Doğu Berlin'deki siyasi gücün merkezi - Batı'da - Pankow olarak anılırdı (Almanya'daki Sovyet kuvvetlerinin komuta merkezi , Berlin'in doğusunda bir bölge olan Karlshorst'taydı .). Bununla birlikte, zamanla, "DDR" kısaltması, Batı Almanlar ve Batı Alman medyası tarafından giderek artan bir şekilde halk dilinde kullanılmaya başlandı.

Batı Almanlar tarafından kullanıldığında, Westdeutschland ( Batı Almanya ) neredeyse her zaman Batı Almanya'nın coğrafi bölgesine atıfta bulunan bir terimdi ve Federal Almanya Cumhuriyeti sınırları içindeki alana değil.

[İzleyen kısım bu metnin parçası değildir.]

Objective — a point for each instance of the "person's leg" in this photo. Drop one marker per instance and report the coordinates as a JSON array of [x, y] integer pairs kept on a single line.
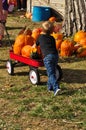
[[18, 4], [1, 33], [50, 63]]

Ancak, bu kullanım her zaman tutarlı değildi ve Batı Berlinliler Federal Cumhuriyeti belirtmek için Westdeutschland terimini sıklıkla kullandılar . İkinci Dünya Savaşı'ndan önce, Ostdeutschland (doğu Almanya), sosyolog Max Weber ve siyaset teorisyeni Carl Schmitt'in eserlerinde yansıtıldığı gibi , Elbe'nin ( Doğu Elbia ) doğusundaki tüm bölgeleri tanımlamak için kullanıldı .

Tarih

Potsdam Konferansı temelinde , Müttefikler Oder-Neisse hattının batısında Almanya'yı ortaklaşa işgal ettiler ve daha sonra bu işgal altındaki bölgeleri iki bağımsız ülke haline getirdiler. Açık gri: Polonya ve Sovyetler Birliği tarafından ilhak edilen bölgeler; koyu gri: Batı Almanya ( Batı Berlin dahil olmak üzere ABD, İngiltere ve Fransız işgal bölgelerinden oluşur ); kırmızı: Doğu Almanya ( Doğu Berlin de dahil olmak üzere Sovyet işgal bölgesinden kuruldu ).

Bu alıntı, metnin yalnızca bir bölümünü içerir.